Right, Julia is unlikely to adopt the OpenMP syntax, but clang having OpenMP capability makes it possible for us to compile FFTW and OpenBLAS with OpenMP on Mac, where we use clang as the default compiler. This is nice to have, when it happens.

stevengj commented 11 years ago

Last I checked, it was a bad idea to compile FFTW with clang; gcc gave significantly better performance. I don't know about OpenBLAS. For your precompiled Mac binaries, you might want to look into this.

(Fortunately, the Intel OpenMP library is supposedly ABI-compatible with libgomp, so you can hopefully compile FFTW with gcc and --enable-openmp and still use the Intel runtime.)

bsilbaugh commented 11 years ago

It seems that perhaps there are really three distinct (but related) issues being raised here:

  1. Levering shared memory communication on multi-core machines.
  2. Supporting a thread-based programming model
  3. Compatibility with OpenMP libraries

In regards to issue 1, I don't see why Julia would need to change it's programming model to support shared memory communication. (Perhaps I've just revealed my own ignorance regarding Julia.) For example, MPI was designed with distributed computing in mind; however, many MPI implementations (e.g. OpenMPI) are still able to pass messages directly in memory when the sender and receiver are on the same machine. Hopefully, Julia will be able to (if it doesn't already) optimize it's communication strategy in a similar manner.

In regards to issue 2, I don't think it's unanimous that thread based programming models are always the best way to write high-performance parallel algorithms. In fact, I believe the designers of the D programming language decided to implement a message passing model to avoid many of the pitfalls of thread-based programming (see http://www.informit.com/articles/article.aspx?p=1609144 for details). Furthermore, with the exception of very simple programs, getting good performance out of OpenMP usually requires more effort than adding a few pragmas. As far as the simple cases are concerned, I think implementing parallel loop macros might be sufficient to make Julia as convenient as OpenMP.

Unfortunately, I don't have much to offer regarding issue 3.

I hope this helps.

cognociente commented 11 years ago

It seems that there has been progress made with OpenMP and CLANG. See below article:

http://www.phoronix.com/scan.php?page=news_item&px=MTQ0NjQ

and

http://lists.cs.uiuc.edu/pipermail/llvmdev/2013-August/065169.html

I have actually been watching the progress of Julia and this issue in particular before jumping into learning a whole new toolset. I genuinely believe this is a must-have for a language/tool like Julia and second the reasoning of stevengj above that this is just so much easier to code for than thinking of distributed memory.
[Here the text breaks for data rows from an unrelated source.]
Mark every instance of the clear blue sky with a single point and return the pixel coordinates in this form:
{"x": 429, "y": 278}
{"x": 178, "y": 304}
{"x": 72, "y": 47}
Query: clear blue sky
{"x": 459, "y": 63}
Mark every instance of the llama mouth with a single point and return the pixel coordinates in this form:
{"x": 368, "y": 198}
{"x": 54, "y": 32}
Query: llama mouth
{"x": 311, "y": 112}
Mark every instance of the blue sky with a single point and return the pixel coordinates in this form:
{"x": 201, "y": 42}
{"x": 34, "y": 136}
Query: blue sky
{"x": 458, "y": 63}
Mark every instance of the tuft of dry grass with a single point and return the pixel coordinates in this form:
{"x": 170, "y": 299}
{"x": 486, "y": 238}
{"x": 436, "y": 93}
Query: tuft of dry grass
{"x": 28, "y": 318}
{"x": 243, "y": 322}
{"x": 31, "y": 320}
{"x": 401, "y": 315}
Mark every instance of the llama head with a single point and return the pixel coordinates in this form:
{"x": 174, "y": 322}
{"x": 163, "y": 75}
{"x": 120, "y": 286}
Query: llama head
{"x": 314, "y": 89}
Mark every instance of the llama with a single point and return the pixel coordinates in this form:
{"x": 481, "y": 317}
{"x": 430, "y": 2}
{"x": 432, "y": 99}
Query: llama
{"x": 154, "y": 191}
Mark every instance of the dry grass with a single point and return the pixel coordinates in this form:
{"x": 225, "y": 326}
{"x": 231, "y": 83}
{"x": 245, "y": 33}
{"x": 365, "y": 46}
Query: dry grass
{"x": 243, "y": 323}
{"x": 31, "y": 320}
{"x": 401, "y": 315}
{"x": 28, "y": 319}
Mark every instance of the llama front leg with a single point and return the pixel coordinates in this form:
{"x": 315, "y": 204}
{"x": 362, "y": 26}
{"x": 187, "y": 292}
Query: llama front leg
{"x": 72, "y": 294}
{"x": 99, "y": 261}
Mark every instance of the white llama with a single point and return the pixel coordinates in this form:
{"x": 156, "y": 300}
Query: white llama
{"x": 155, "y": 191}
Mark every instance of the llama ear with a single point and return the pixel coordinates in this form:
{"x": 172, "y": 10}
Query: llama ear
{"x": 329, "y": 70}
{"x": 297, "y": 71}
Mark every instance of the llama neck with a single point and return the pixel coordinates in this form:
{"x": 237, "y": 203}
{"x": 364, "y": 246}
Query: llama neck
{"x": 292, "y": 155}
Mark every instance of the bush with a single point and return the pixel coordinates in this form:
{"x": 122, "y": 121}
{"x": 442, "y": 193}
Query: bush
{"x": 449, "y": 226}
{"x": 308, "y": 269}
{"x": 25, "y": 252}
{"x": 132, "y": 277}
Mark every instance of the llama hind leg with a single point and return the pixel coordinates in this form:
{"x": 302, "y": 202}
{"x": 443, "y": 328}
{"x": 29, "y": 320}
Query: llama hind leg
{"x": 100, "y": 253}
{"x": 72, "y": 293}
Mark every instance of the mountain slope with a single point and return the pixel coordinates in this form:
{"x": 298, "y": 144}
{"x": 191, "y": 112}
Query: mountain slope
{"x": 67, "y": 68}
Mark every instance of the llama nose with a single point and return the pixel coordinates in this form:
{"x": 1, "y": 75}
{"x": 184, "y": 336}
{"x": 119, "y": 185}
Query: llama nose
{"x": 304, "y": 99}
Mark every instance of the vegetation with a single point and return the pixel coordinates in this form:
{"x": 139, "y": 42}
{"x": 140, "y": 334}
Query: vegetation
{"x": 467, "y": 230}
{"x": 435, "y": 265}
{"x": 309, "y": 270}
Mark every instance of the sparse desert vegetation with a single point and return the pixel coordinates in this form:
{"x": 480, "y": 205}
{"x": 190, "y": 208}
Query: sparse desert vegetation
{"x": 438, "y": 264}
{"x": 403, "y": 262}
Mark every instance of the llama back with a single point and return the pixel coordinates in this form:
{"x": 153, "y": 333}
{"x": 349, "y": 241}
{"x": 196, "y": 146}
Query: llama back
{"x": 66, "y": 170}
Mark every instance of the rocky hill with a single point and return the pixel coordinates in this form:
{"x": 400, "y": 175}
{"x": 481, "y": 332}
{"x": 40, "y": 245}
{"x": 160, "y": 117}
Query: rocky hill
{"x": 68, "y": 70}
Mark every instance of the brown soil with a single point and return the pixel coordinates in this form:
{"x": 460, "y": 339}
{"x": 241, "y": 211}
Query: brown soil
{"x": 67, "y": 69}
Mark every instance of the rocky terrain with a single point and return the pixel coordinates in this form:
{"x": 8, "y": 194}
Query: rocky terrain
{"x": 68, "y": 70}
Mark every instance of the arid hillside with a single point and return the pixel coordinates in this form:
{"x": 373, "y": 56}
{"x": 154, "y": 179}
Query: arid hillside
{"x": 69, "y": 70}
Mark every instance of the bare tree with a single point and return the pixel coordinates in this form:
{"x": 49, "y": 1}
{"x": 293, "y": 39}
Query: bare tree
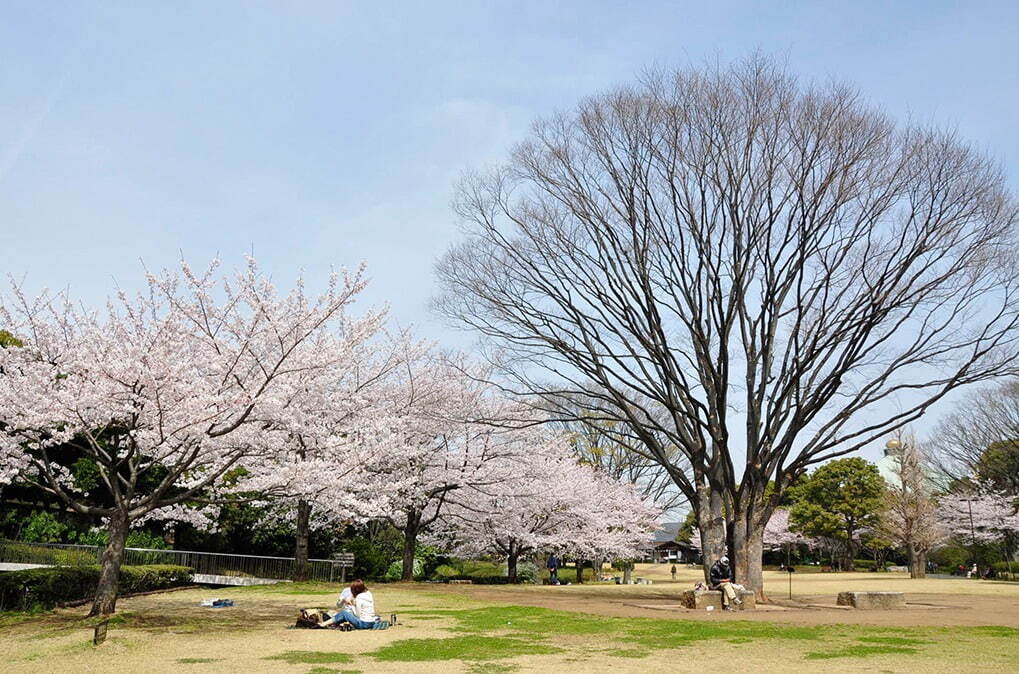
{"x": 595, "y": 445}
{"x": 980, "y": 438}
{"x": 743, "y": 266}
{"x": 911, "y": 518}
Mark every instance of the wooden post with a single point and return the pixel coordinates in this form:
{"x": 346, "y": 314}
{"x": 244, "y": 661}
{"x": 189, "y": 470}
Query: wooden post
{"x": 100, "y": 634}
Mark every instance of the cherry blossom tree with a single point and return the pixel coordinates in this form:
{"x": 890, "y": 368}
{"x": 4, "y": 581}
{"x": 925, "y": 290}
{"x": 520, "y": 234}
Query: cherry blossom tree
{"x": 544, "y": 504}
{"x": 778, "y": 534}
{"x": 910, "y": 517}
{"x": 322, "y": 464}
{"x": 438, "y": 433}
{"x": 983, "y": 516}
{"x": 163, "y": 393}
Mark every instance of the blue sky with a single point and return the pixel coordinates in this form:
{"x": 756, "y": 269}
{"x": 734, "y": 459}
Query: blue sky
{"x": 320, "y": 135}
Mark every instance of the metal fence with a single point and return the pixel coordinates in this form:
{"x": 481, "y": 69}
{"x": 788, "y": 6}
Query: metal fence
{"x": 246, "y": 566}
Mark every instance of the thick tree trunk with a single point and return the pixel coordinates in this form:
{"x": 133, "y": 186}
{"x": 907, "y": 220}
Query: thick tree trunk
{"x": 109, "y": 577}
{"x": 410, "y": 543}
{"x": 917, "y": 563}
{"x": 711, "y": 525}
{"x": 748, "y": 552}
{"x": 512, "y": 564}
{"x": 304, "y": 533}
stevengj commented 11 years ago

@bsilbaugh, no one is arguing that "thread based programming models are always the best way to write high-performance parallel algorithms," just that they are significantly simpler in many common cases. The whole point of this that in the simple cases where one wants to parallelize an expensive loop (#pragma for) or a recursive tree of calls (#pragma task), you can often get good performance (even if not optimal) just by adding a few pragmas. (Even the difficulty of load-balancing irregular problems has been essentially solved.) These cases come up extremely often in practice in my experience.

And "implementing parallel loop macros" is not sufficient, precisely because it doesn't deal with the issue of memory. The problem is not parallelizing the loop, the problem is that in distributed-memory systems you need to decide in advance where things are stored and deal with explicit communication. This is what shared-memory avoids, and this is where automated language tools have been an abject failure in distributed-memory systems for 20 years. This is not a simple problem.

bsilbaugh commented 11 years ago

@stevengj Breath. Maybe have some Camomile tea. Look, a cute puppy.

First, I think we agree on a few things:

  1. Julia should do whatever she needs to do under the hood (or skirt?) to optimize inter-process communication. This includes exploiting shared memory and/or system threads when two (or more) processes are running on the same machine.
  2. Simple tasks should be kept simple, and hard things doable.
  3. Julia needs to be competitive with existing technologies such as OpenMP, CUDA, and our beloved (or hated) grandpa MPI.
  4. This is not a simple problem.
  5. That was a darn cute puppy.

Now, let's consider the main point:

The whole point of this that in the simple cases where one wants to parallelize an expensive loop (#pragma for) or a recursive tree of calls (#pragma task).

For simple cases (loops), being able to use OpenMP is nice. No argument. But is it worth exposing another parallel programming model to the user? Another model that the user needs to think about when composing parallel libraries? (Developer A may decide he will only use threads for his library, and developer B will decide that he will only use one-sided comm for his library. But someday, developer C is going to need to put library A together with B, and will have to try to reason about their interaction.) I think this is perhaps where we disagree. We disagree about the idea of bolting on yet another parallel programming model to the language itself. And that's okay.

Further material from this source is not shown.